In addition to summary files, visualizations will be produced to aid in interpreting the results. For instance, t-SNE and PCA plots will be provided (Figures 1A–1D), illustrating gene expression patterns (e.g., PolyAminer_Out_Gene.t-SNE.tiff and PolyAminer_Out_Gene.PCA.tiff) as well as APA-specific patterns (e.g., PolyAminer_Out_PA.t-SNE.tiff and PolyAminer_Out_PA.PCA.tiff). These visualizations will help distinguish between control and treatment conditions, with additional plots such as volcano plots and heatmaps (Figures 1E–1H, e.g., PolyAminer_Out_overallDegVolcanoPlot.tiff) highlighting significant changes in gene expression and APA events.
Figure 1.
Summary visualizations from PolyAMiner-Bulk
(A) Gene t-SNE Visualization.
(B) C/PAS t-SNE Visualization.
(C) Gene PCA.
(D) C/PAS PCA.
(E) Overall DEG Volcano Plot.
(F) DAG Volcano Plot.
(G) APA Factor DEG Heatmap.
(H) Overall DEG Heatmap.
On a more granular level, the protocol will generate gene-specific visualizations for the top differential APA genes, providing insights into read density patterns along both the 3′ UTR and the entire gene (Figures 2A–2D). Files such as PolyAminer_Out_"GeneName".DAG_Track_3UTRView.svg will provide detailed views of APA events along the 3′ UTR for specific genes, while PolyAminer_Out_"GeneName".PseudoPAC_DAG_Track_WholeGeneView.svg will offer whole-gene read density visualizations. These visualizations will be crucial in identifying the biological relevance of APA shifts for key genes under study.
Figure 2.
Gene-level data visualization outputs from PolyAMiner-Bulk
(A) Read Density of DAG 3′ UTR View.
(B) Read Density Heatmap.
(C) Pseudo-PAC Read Density of DAG 3′ UTR View.
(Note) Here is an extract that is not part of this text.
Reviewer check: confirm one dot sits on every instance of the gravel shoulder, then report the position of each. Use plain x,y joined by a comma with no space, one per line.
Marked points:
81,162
(D) Pseudo-PAC Read Density of DAG Whole Gene View.
Intermediate files generated during the analysis, including stranded BigWig files (e.g., Treatment or control (#1–3).subset.sortedpseudoPAC_reverse.bw and Treatment or control (#1–3).subset.sorted_forward.bw), will capture strand-specific information on APA events, providing further context on the directionality of polyadenylation. BED files (e.g., PolyAminer_Out “GeneName”._CPASdb.bed) will offer additional genomic feature data to complement the visualizations and summary outputs.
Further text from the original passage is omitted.